According to a source familiar with the case, the 55-year-old woman who is a retiree and a Victim of the crypto scam was scammed via an investment scheme. She found out she had been scammed when she attempted to borrow money from her daughter to pay “surety” to recover part of the money.
The scam initially began as the 55-year-old woman met a scammer on Instagram in January who convinced her to invest in cryptocurrency, promising high returns. The victim was lured into setting up an account on a fraudulent investment website, which presented fake information about digital coins and positive returns.
Police said that between February 11 and March 31, the retiree transferred HK$6.96 million into 19 designated bank accounts in 24 transactions. She was asked to pay a “surety” when she tried to cash out part of the deposited funds, and this is when she realized she had fallen victim to a scam.
The victim reported the incident to the police last week. Officers are currently now making efforts to discover the owners of the bank accounts involved.

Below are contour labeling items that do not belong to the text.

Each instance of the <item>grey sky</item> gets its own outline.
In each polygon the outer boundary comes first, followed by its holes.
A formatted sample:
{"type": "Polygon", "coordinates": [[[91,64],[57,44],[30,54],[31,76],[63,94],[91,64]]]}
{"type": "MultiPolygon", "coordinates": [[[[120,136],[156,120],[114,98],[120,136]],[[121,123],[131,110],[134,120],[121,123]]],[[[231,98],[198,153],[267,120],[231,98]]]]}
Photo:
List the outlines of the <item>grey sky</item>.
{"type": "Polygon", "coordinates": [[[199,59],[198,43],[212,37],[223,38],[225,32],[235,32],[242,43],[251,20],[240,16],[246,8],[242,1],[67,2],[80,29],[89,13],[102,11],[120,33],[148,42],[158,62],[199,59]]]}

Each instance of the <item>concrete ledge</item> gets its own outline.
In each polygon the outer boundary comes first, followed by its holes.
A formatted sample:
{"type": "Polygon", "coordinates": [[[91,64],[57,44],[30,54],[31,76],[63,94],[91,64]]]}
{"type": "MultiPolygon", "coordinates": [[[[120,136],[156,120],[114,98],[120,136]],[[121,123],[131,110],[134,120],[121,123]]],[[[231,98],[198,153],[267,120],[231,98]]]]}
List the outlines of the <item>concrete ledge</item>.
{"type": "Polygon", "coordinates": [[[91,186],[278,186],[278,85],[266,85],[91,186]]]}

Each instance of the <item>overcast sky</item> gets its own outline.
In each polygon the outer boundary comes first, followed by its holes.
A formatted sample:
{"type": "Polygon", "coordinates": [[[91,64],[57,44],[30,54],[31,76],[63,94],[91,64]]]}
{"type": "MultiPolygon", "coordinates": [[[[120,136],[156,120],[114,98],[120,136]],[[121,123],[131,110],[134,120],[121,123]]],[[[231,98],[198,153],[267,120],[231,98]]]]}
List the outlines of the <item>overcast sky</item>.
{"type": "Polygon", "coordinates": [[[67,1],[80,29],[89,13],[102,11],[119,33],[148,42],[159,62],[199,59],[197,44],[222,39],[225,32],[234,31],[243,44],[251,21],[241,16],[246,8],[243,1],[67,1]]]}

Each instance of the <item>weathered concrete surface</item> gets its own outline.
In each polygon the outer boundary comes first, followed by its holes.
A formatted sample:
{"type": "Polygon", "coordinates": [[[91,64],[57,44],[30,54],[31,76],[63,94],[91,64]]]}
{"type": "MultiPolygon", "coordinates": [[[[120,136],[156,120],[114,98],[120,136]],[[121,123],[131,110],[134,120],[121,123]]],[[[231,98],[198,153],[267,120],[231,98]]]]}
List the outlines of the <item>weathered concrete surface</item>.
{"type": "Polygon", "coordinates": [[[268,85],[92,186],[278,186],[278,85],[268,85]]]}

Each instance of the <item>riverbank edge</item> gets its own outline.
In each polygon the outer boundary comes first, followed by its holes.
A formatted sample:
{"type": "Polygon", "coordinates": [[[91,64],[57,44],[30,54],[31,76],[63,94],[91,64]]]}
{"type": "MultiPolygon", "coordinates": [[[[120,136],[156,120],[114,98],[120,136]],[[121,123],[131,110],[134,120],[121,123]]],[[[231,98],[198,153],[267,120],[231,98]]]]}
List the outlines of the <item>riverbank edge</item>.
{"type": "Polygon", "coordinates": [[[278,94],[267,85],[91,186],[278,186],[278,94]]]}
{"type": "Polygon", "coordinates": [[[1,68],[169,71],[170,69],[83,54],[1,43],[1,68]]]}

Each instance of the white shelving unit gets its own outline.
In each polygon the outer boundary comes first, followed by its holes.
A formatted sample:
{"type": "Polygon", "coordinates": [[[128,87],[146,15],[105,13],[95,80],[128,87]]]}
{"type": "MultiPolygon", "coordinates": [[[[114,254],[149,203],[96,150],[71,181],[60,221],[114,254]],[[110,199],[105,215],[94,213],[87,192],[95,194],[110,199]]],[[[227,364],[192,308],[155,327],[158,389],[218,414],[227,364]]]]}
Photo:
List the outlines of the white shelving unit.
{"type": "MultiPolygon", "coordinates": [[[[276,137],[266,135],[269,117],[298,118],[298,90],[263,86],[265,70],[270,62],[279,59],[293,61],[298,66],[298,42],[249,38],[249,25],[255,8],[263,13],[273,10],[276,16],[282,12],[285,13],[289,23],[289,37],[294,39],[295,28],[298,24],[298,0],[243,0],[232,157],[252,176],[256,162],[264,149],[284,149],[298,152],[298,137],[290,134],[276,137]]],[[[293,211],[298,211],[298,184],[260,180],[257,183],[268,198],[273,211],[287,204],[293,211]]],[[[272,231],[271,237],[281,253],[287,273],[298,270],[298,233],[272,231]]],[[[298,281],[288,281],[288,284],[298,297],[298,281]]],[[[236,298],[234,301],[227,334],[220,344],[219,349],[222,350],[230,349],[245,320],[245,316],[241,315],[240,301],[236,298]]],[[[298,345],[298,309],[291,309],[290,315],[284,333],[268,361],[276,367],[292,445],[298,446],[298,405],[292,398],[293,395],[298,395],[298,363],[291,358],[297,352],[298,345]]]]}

Police have deemed the case as “obtaining property by deception,” an offense with a penalty of up to 10 years in jail under the Theft Ordinance. No arrests have been made yet.
Rise In Cryptocurrency Scams
The Hong Kong retiree’s case is one of the latest in a series of cryptocurrency-related frauds in the region. According to the police, there were 2,336 cryptocurrency-related scams reported in Hong Kong last year, with the cases involving roughly HK$1.7 billion in funds,
Cryptocurrency scams have become a concern worldwide, with cybercriminals using social media and fraudulent websites to lure investors into parting with their money.
To avoid falling victim to such scams, potential investors are advised to conduct thorough research on investment opportunities, be wary of promises of high returns, and not invest money they cannot afford to lose.
They are also advised to only invest in regulated investment platforms and avoid unknown or unregulated ones.
To conclude, the Hong Kong retiree’s case is a sad reminder of the need for caution when investing in cryptocurrencies. The high returns promised by fraudsters should not be taken at face value, and potential investors must take the necessary precautions to avoid falling prey to scams.
The police are doing their best to track down and prosecute scammers. Still, ultimately it is up to individuals to take responsibility for their investments and not let the lure of quick profits cloud their judgment.